O estudo investigou o receptor de estrogênio beta (ERβ). Em experimentos com ratas que apresentavam deficiência de estradiol, a ativação seletiva desse receptor melhorou parâmetros relacionados ao controle da glicose e ao metabolismo das gorduras.
Como o mecanismo foi testado
Para reproduzir a deficiência hormonal observada após a menopausa, os pesquisadores retiraram os ovários das ratas. Parte dos animais recebeu diarylpropionitrile (DPN), uma substância capaz de ativar seletivamente o ERβ.
A equipe avaliou principalmente alterações metabólicas no fígado. Também foram realizados experimentos com células hepáticas cultivadas em laboratório e submetidas a uma sobrecarga de nutrientes.
Principais resultados
A ativação do ERβ esteve associada a:
- melhora da glicose em jejum;
- recuperação do perfil de lipídios no sangue;
- melhora da estrutura das ilhotas pancreáticas;
- redução do tecido adiposo abdominal;
- normalização de ácidos graxos livres e corpos cetônicos;
- mudanças na composição das gorduras armazenadas no fígado.
Os pesquisadores também observaram alterações na forma como as células hepáticas utilizavam a gordura como fonte de energia. O DPN recuperou a produção de corpos cetônicos e aumentou a oxidação de ácidos graxos.
Possível efeito sobre o fígado
Um dos principais achados foi a reorganização dos lipídios no fígado. Segundo os pesquisadores, a ativação do ERβ favoreceu um perfil que pode proteger as células dos efeitos provocados pelo excesso de gordura, fenômeno conhecido como lipotoxicidade.
Os resultados reforçam a possibilidade de que o ERβ tenha participação importante na regulação do metabolismo de gorduras e corpos cetônicos após a redução dos níveis de estradiol.
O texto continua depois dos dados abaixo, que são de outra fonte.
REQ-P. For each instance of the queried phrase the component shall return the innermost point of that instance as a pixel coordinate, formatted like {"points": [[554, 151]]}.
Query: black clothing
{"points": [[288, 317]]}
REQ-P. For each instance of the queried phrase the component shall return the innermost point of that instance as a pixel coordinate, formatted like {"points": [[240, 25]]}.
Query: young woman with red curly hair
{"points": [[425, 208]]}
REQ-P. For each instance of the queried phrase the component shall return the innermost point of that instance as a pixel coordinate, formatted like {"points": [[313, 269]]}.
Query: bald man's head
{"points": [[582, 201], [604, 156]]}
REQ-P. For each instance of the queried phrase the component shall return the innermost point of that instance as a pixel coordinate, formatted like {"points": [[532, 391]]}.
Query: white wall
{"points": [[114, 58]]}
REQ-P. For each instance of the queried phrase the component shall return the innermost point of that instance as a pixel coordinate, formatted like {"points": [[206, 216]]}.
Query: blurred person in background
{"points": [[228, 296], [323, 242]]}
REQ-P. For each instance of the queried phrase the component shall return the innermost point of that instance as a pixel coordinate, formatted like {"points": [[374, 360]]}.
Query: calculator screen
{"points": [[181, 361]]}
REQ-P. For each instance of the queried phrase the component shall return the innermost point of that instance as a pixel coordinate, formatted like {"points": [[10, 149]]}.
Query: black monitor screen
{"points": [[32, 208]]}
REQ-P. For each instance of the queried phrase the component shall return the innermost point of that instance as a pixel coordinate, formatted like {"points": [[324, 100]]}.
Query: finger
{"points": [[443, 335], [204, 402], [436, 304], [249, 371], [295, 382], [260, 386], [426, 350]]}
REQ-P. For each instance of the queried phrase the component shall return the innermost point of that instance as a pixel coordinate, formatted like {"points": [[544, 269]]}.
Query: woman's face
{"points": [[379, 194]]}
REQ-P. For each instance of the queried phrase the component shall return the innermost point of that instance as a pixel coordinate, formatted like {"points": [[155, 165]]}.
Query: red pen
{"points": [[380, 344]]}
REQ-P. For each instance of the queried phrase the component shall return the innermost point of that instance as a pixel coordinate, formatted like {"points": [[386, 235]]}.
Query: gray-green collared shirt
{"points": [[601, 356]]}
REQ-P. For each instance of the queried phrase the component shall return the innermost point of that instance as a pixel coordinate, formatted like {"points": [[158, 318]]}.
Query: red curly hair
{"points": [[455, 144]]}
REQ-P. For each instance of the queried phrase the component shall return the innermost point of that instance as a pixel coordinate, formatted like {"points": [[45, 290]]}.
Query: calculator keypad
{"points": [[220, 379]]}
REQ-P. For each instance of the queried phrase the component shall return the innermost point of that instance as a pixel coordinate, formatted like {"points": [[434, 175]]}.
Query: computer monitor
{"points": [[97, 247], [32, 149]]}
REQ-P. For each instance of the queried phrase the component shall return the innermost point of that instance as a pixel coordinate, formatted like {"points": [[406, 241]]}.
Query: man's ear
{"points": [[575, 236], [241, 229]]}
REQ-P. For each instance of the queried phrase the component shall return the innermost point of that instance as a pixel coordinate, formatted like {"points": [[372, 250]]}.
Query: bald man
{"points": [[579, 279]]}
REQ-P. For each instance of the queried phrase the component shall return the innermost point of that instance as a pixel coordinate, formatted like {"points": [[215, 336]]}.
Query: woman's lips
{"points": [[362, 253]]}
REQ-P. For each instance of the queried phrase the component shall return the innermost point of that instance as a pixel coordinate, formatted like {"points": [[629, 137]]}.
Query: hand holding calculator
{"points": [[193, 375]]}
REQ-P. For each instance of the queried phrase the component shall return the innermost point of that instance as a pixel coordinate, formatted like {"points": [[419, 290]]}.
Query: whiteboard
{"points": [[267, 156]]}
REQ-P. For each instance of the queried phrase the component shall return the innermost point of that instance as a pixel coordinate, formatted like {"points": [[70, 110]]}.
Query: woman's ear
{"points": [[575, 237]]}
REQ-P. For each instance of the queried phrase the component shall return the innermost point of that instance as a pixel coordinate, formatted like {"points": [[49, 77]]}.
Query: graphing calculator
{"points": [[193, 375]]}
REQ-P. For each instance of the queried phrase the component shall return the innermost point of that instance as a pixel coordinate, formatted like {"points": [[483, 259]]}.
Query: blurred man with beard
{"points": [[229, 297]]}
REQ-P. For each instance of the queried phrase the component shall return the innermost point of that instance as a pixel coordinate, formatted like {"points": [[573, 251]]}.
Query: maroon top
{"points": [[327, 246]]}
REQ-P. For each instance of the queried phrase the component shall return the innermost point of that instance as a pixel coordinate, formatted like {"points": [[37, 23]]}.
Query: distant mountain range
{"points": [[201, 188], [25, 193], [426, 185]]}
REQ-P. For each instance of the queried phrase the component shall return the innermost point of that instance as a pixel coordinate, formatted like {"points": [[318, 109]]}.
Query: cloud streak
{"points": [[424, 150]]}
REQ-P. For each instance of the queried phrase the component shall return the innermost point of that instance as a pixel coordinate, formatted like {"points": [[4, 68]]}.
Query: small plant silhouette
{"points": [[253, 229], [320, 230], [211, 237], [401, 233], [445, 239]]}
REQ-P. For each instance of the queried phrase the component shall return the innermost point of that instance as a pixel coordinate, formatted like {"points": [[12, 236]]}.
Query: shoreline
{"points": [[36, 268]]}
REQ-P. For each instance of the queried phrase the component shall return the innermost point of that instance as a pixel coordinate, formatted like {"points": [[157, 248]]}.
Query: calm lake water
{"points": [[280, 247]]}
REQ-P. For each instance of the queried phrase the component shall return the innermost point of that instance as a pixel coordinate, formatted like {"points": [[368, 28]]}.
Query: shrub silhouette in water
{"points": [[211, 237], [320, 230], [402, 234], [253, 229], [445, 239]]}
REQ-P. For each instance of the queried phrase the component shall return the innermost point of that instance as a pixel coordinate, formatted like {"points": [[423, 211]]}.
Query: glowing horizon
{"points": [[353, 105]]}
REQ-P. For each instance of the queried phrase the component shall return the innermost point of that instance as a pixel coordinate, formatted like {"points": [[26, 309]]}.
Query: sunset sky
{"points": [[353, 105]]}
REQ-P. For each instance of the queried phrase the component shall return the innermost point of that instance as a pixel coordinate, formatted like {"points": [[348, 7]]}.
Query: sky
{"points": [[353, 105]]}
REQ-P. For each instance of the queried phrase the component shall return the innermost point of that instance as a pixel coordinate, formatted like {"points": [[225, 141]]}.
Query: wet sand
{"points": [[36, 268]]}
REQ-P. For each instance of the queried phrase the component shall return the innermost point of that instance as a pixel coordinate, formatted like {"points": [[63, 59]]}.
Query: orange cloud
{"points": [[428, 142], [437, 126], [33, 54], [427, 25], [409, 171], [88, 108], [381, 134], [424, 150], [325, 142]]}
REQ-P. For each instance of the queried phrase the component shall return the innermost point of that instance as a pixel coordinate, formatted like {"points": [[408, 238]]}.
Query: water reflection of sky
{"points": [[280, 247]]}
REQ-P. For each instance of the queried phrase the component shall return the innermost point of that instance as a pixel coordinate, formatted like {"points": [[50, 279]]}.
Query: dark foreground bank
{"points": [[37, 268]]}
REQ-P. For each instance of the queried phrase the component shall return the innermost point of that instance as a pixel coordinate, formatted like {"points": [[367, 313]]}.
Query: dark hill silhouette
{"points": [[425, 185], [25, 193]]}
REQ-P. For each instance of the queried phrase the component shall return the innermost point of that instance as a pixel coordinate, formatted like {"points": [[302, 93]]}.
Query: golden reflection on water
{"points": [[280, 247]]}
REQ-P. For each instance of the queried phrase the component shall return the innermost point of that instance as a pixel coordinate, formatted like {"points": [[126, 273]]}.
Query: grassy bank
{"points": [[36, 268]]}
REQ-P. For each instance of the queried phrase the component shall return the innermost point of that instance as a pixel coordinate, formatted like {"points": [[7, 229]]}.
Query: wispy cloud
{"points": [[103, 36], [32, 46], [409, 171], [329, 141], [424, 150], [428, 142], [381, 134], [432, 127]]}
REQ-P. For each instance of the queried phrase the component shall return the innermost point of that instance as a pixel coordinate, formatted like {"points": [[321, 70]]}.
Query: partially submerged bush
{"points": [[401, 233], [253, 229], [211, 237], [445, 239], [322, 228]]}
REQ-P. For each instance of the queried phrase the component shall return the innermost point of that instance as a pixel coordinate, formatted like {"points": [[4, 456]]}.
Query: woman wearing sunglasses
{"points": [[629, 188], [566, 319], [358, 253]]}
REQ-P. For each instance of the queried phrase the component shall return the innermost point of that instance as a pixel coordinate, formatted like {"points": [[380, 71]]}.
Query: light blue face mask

Ainda não é um tratamento para a menopausa
Apesar dos resultados, o estudo não demonstra que o DPN possa ser utilizado como tratamento em mulheres. A pesquisa foi realizada em animais e células cultivadas, sendo considerada pré-clínica.
Ainda são necessários estudos em humanos para avaliar a segurança, a eficácia e a possibilidade de transformar esse mecanismo em uma estratégia terapêutica.
Por enquanto, a descoberta coloca o receptor de estrogênio beta como um possível alvo para futuras pesquisas sobre alterações metabólicas relacionadas à pós-menopausa.